ロストヴァージンまでの十日間 《 最終話 噛み締める幸せ

ホテルのすぐそばには幹線道路がある。けれどそこを走っているであろう車の音は聞こえない。千夏の荒い息遣い、肌とシーツがこすれる音が頻繁に奏でられている。

「んっ……ぁ、だめ……そこ、あ……ひぁっ!」

「さわれと言ったのは千夏だ。ワガママを言うな」

ぬちっ、ぐちゅっという水っぽい音が加わる。ようやく乳首を舐めてもらえたと思ったら、そこからはいっきにせめ立てられて、膣口からなかへと沈み込んだ指は最奥を執拗に突いている。

「あっ、ああ……っん、っふ、は……や、アアッ!」

たまらなくなって達する。身体は心地よく痙攣し、とたんにまぶたが重くなった。

「おい、眠るなよ……具合が悪いのなら別だが」

口調はそんなに優しくない。けれど、いつだって気遣ってくれる。それが嬉しくて、千夏はほほえんだ。

「平気です。もっと……初見さんを感じたい」

たくましい上半身を見つめた。そそり立つ肉塊を初めて目にしたときは、ただ驚いた。でもいまは、なぜか愛しく感じて下半身がよけいに熱くなる。

「……あまり正直すぎるのも困りものだ」

潤み切ったあわいは甘く蠕動しながら雄棒をのみ込んだ。
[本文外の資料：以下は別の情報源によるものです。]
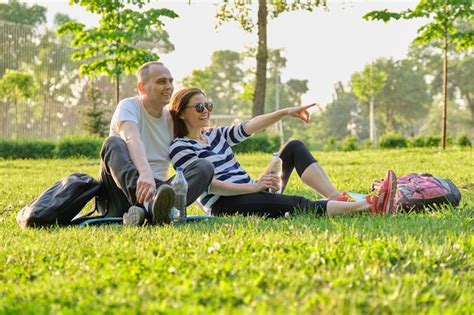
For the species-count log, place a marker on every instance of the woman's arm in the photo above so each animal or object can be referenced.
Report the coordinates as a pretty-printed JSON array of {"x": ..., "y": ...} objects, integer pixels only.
[
  {"x": 222, "y": 188},
  {"x": 261, "y": 122}
]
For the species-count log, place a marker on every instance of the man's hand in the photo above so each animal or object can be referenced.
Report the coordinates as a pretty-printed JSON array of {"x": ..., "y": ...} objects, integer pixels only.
[
  {"x": 301, "y": 112},
  {"x": 267, "y": 181},
  {"x": 146, "y": 187}
]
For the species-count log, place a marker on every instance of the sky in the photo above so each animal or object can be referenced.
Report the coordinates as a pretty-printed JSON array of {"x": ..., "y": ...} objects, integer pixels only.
[{"x": 323, "y": 46}]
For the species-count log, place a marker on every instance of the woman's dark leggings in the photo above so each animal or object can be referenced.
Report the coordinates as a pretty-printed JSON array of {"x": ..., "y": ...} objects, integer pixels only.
[{"x": 294, "y": 155}]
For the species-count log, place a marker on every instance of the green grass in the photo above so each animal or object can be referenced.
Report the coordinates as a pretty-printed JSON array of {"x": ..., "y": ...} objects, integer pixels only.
[{"x": 407, "y": 263}]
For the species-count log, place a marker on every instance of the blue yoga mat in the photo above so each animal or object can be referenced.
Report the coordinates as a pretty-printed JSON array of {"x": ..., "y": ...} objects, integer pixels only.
[
  {"x": 357, "y": 196},
  {"x": 101, "y": 221},
  {"x": 118, "y": 220}
]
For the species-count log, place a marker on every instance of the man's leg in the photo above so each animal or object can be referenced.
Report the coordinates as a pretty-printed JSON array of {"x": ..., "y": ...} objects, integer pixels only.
[{"x": 118, "y": 177}]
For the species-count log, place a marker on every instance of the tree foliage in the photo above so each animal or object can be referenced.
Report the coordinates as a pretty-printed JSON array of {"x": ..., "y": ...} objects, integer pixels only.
[
  {"x": 113, "y": 47},
  {"x": 443, "y": 16},
  {"x": 252, "y": 18}
]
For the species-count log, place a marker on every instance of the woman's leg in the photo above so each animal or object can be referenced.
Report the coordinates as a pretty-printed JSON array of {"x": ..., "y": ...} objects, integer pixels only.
[
  {"x": 346, "y": 208},
  {"x": 265, "y": 204},
  {"x": 296, "y": 155},
  {"x": 276, "y": 205}
]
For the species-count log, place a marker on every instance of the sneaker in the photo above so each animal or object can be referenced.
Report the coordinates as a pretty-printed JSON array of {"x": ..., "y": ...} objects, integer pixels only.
[
  {"x": 135, "y": 216},
  {"x": 383, "y": 201},
  {"x": 344, "y": 197},
  {"x": 160, "y": 206}
]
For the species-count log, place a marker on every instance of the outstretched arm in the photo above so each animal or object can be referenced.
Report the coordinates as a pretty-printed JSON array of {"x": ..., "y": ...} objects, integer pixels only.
[{"x": 261, "y": 122}]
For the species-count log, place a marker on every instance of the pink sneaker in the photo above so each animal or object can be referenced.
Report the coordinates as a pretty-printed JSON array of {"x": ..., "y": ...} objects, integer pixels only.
[
  {"x": 383, "y": 201},
  {"x": 344, "y": 197}
]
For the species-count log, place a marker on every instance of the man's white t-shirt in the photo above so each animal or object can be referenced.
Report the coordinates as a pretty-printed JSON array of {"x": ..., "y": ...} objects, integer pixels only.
[{"x": 156, "y": 133}]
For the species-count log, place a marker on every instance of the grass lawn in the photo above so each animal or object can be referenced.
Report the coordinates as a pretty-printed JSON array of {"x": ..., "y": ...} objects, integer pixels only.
[{"x": 304, "y": 264}]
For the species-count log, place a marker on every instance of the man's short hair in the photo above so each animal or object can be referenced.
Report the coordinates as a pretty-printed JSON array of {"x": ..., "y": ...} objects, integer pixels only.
[{"x": 143, "y": 73}]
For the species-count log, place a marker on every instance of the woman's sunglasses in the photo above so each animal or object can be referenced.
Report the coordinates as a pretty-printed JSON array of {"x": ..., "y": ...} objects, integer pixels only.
[{"x": 199, "y": 107}]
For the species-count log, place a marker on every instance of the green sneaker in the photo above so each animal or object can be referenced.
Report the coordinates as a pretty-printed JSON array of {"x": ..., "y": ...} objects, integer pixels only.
[
  {"x": 160, "y": 207},
  {"x": 135, "y": 216}
]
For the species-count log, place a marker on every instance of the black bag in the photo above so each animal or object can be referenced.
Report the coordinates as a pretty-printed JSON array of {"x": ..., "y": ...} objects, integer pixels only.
[{"x": 60, "y": 203}]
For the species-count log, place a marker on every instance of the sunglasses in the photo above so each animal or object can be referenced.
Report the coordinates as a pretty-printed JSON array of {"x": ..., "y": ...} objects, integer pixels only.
[{"x": 199, "y": 107}]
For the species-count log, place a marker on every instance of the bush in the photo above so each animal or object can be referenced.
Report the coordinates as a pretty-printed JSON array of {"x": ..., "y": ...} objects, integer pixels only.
[
  {"x": 331, "y": 144},
  {"x": 416, "y": 142},
  {"x": 433, "y": 141},
  {"x": 261, "y": 142},
  {"x": 367, "y": 144},
  {"x": 26, "y": 149},
  {"x": 349, "y": 143},
  {"x": 464, "y": 141},
  {"x": 393, "y": 141},
  {"x": 79, "y": 147}
]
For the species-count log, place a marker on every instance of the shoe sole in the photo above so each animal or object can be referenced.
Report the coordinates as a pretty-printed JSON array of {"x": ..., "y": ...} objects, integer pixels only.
[
  {"x": 135, "y": 216},
  {"x": 164, "y": 201},
  {"x": 391, "y": 191}
]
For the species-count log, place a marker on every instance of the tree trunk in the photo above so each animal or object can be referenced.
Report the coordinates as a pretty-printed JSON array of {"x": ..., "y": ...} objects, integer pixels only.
[
  {"x": 261, "y": 80},
  {"x": 470, "y": 105},
  {"x": 372, "y": 132},
  {"x": 445, "y": 91},
  {"x": 117, "y": 89}
]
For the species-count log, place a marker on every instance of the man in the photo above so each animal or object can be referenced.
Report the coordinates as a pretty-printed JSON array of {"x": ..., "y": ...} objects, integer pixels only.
[{"x": 134, "y": 159}]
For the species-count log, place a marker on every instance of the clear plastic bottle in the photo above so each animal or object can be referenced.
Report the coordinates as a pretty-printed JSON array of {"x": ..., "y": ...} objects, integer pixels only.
[
  {"x": 180, "y": 186},
  {"x": 275, "y": 168}
]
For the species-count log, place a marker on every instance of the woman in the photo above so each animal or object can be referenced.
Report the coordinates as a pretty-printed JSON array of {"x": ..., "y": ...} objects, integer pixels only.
[{"x": 232, "y": 190}]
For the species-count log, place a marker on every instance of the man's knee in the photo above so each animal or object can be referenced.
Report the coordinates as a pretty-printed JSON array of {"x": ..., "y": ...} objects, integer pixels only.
[
  {"x": 203, "y": 168},
  {"x": 206, "y": 168},
  {"x": 296, "y": 145}
]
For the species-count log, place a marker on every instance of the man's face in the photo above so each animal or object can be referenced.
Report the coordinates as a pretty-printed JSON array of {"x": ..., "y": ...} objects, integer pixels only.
[{"x": 159, "y": 87}]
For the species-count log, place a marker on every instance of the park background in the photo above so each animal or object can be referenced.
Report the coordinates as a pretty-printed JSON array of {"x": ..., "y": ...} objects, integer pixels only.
[
  {"x": 313, "y": 57},
  {"x": 53, "y": 121}
]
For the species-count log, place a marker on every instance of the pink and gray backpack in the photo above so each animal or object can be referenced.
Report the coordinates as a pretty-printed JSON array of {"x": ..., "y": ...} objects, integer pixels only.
[{"x": 418, "y": 191}]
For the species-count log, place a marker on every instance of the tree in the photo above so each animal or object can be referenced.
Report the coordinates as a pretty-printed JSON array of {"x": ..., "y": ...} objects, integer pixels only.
[
  {"x": 222, "y": 81},
  {"x": 16, "y": 86},
  {"x": 112, "y": 48},
  {"x": 366, "y": 85},
  {"x": 404, "y": 99},
  {"x": 18, "y": 23},
  {"x": 242, "y": 12},
  {"x": 95, "y": 123},
  {"x": 443, "y": 15}
]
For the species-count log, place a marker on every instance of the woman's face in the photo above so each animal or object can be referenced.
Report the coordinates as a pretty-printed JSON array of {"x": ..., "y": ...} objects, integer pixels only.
[{"x": 196, "y": 115}]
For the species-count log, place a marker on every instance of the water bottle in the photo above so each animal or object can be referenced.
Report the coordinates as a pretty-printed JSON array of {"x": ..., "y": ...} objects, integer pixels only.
[
  {"x": 275, "y": 168},
  {"x": 180, "y": 186}
]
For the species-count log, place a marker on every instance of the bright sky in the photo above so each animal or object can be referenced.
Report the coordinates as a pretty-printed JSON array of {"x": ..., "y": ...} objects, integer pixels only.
[{"x": 321, "y": 46}]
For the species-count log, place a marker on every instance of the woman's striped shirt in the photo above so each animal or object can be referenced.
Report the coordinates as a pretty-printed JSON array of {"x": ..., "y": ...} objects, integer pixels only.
[{"x": 184, "y": 151}]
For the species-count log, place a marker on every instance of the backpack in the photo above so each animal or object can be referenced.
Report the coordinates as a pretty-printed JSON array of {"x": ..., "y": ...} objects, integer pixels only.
[
  {"x": 417, "y": 191},
  {"x": 61, "y": 203}
]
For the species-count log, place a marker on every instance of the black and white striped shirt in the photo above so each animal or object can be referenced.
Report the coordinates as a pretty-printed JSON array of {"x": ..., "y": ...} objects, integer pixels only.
[{"x": 184, "y": 151}]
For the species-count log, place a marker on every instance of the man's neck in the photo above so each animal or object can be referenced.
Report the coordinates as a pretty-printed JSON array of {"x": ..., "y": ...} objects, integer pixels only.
[{"x": 152, "y": 108}]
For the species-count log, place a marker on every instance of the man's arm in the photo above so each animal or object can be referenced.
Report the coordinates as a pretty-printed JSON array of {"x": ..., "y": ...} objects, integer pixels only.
[{"x": 146, "y": 185}]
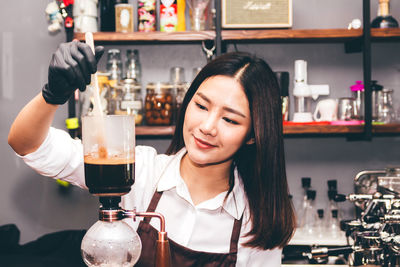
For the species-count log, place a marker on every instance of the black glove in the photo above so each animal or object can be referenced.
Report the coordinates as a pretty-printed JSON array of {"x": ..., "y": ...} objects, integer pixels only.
[{"x": 70, "y": 69}]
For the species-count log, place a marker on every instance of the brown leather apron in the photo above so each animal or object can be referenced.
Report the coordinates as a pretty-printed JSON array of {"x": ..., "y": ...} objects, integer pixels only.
[{"x": 180, "y": 255}]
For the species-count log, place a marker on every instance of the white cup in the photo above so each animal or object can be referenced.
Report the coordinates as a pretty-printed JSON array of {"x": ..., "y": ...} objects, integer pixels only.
[{"x": 326, "y": 110}]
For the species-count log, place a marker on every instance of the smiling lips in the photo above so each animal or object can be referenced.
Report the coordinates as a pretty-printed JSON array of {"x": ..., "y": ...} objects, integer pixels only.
[{"x": 202, "y": 144}]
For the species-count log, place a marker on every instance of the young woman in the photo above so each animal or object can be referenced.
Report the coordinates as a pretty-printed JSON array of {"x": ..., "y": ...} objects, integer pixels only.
[{"x": 222, "y": 184}]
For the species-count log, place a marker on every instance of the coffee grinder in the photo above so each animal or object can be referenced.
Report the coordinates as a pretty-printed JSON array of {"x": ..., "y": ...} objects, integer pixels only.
[
  {"x": 109, "y": 158},
  {"x": 305, "y": 93}
]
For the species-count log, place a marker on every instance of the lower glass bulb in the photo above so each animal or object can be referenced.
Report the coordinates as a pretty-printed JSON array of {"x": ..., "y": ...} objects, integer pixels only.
[{"x": 111, "y": 244}]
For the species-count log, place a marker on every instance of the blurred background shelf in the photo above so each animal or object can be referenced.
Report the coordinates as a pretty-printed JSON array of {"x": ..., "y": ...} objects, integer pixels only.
[
  {"x": 298, "y": 130},
  {"x": 112, "y": 37}
]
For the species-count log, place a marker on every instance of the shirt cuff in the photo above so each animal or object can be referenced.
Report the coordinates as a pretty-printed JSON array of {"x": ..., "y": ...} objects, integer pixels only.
[{"x": 60, "y": 157}]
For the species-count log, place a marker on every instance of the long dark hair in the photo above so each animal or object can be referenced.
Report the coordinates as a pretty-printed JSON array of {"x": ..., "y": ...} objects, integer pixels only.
[{"x": 261, "y": 165}]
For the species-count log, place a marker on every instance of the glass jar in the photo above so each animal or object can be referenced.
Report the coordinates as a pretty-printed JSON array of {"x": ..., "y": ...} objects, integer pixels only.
[
  {"x": 132, "y": 65},
  {"x": 181, "y": 90},
  {"x": 131, "y": 100},
  {"x": 158, "y": 104},
  {"x": 114, "y": 66}
]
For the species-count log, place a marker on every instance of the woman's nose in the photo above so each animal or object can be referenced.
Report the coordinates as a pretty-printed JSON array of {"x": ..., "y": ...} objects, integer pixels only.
[{"x": 209, "y": 125}]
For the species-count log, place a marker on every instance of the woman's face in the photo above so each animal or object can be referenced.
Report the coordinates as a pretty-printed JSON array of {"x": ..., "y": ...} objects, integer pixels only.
[{"x": 217, "y": 121}]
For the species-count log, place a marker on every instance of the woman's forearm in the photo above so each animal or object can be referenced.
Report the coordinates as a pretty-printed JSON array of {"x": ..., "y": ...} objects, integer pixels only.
[{"x": 31, "y": 126}]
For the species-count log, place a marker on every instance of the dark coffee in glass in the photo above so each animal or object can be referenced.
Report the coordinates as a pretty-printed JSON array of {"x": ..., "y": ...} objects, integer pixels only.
[
  {"x": 109, "y": 154},
  {"x": 109, "y": 177}
]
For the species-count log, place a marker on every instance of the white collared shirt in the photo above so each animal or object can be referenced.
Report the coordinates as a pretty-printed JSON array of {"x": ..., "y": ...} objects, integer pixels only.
[{"x": 203, "y": 227}]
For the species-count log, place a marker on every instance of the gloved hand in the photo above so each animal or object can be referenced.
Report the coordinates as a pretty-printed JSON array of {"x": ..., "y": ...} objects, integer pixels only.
[{"x": 70, "y": 69}]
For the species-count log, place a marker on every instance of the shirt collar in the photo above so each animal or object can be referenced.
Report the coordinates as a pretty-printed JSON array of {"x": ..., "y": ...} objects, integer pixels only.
[{"x": 234, "y": 204}]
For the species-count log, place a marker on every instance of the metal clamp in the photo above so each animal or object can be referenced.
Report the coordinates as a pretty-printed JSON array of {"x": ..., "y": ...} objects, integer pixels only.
[{"x": 209, "y": 52}]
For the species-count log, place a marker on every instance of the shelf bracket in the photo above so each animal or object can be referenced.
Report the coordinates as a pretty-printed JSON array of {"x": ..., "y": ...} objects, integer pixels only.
[
  {"x": 208, "y": 51},
  {"x": 353, "y": 46}
]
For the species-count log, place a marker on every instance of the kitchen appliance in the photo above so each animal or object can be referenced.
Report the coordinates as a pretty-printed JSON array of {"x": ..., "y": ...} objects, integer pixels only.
[
  {"x": 305, "y": 93},
  {"x": 109, "y": 159},
  {"x": 283, "y": 81},
  {"x": 373, "y": 237},
  {"x": 347, "y": 109}
]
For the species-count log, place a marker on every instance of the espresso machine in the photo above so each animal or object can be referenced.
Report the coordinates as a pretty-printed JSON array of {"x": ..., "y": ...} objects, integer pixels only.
[
  {"x": 109, "y": 159},
  {"x": 374, "y": 236}
]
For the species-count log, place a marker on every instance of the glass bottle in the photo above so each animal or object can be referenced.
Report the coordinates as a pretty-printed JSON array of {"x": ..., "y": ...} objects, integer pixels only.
[
  {"x": 320, "y": 225},
  {"x": 376, "y": 90},
  {"x": 132, "y": 66},
  {"x": 334, "y": 225},
  {"x": 309, "y": 218},
  {"x": 131, "y": 100},
  {"x": 384, "y": 19},
  {"x": 146, "y": 15},
  {"x": 107, "y": 15},
  {"x": 306, "y": 185},
  {"x": 114, "y": 66},
  {"x": 158, "y": 104},
  {"x": 358, "y": 94}
]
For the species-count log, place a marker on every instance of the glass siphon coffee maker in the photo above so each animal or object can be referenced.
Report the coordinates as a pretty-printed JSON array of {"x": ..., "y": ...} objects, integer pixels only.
[{"x": 109, "y": 162}]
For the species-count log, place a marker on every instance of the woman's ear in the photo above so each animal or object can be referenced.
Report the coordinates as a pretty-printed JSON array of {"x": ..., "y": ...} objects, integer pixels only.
[{"x": 250, "y": 141}]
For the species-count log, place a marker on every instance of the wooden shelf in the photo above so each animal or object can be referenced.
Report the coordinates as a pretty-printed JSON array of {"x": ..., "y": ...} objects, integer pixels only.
[
  {"x": 155, "y": 130},
  {"x": 149, "y": 36},
  {"x": 292, "y": 35},
  {"x": 322, "y": 129},
  {"x": 315, "y": 35},
  {"x": 297, "y": 130},
  {"x": 386, "y": 34}
]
せり上がってきた快感は四肢の先を痺れさせる。

「ん、く……っは、ふぁぁ……っ」

抽送は激しかった。まだナカが慣れていないんじゃないかと思ったけれど、そんなことはなくてすぐに順応した。

「焦れているのは千夏だけじゃない。さっきみたいなことを言われると、すぐに出してしまいたくなる。もっと満喫したいのに……。ほら、言ってるそばからこんなに締め付けて」

「あっ、いや……っ、そんな、持ち上げちゃ……や、あ、あっ」

両脚を彼の肩にあずけると、さらに深くつながった。ベッドがきしむ音は激しさを増していく。

「っや、やんぅぅ……あ、いく……っう、いっちゃ……あ、あううッ!」

精が注ぎ込まれるのがわかった。それをしぼり取るように膣襞は何度も何度も収縮する。
倒れ込んできた彼を抱きとめ、頬を寄せた。するとすぐに唇を覆われた。

「ん……っふ、ぅ」

すべてを食べ尽くされている。そんな気がした。つながったままの下肢はふたたび膨張してゆるく律動を始めている。
絡められている舌、楔が打ち込まれた膣内、つままれた乳首すべてを溶かされてしまうんじゃないかと思った。
心地よくて、気持ちがよくて、このうえなく愛しい。

「初見さんっ……ん、私……幸せ、です……っはふ、ぁ……!」

千夏がそう言うと、初見は肉棒を引き抜いた。なにか尋ねる間もなく身体を横たえられ、そのまま寝返ってよつん這いになる。

「んんっ……あ、ふぁぁ……っ!」

陰茎はふたたび挿し込まれ、猛々しく膣壁をこすった。突かれるたびに、もうこれ以上の快感はないと思うのに、次のひと突きでたやすく塗り替えられてしまう。

「千夏……、千夏……っ!」

愛し合うって、こういうことなんだ。

涙があふれた。いったい何の感情で泣いているのかわからない。

身体を貫かれる快楽、彼と結婚できる喜び、愛されている実感。彼が愛おしすぎて、決して失いたくないと千夏は願った。

「んん……っぅ……」

いつまでもこうしていたい。いまはなにもかもが彼のもので満たされている。心も身体も幸福感でいっぱいだ。

「まだ……足りないな」

吐精したばかりなのに、初見のそれはすでに硬く大きくふくらんでいる。それを横目に見ながら、千夏は目もとに手をかざした。

「待ってください……。少し、休憩です。そんなに何回もできるほど私は慣れてな……あ、んんっ!」

「では慣らしてやる。千夏のほうから求めてやまなくなるまで」

嘘か本気かわからない調子でささやき、初見は肉塊を突き刺してきた。
慣れない行為で疲れているはずなのに、受け入れてしまう。

「ああっ……そこ、そんな……突かな……で……あ、ンンッ……!」

処女を失ってまだ一日も経っていない。
酸いも甘いも知らずに生きてきた千夏には大変なことだったが、何度も何度も身体を震わせ、心の奥底から幸せを噛み締めた。

FIN.

お読みいただきありがとうございました。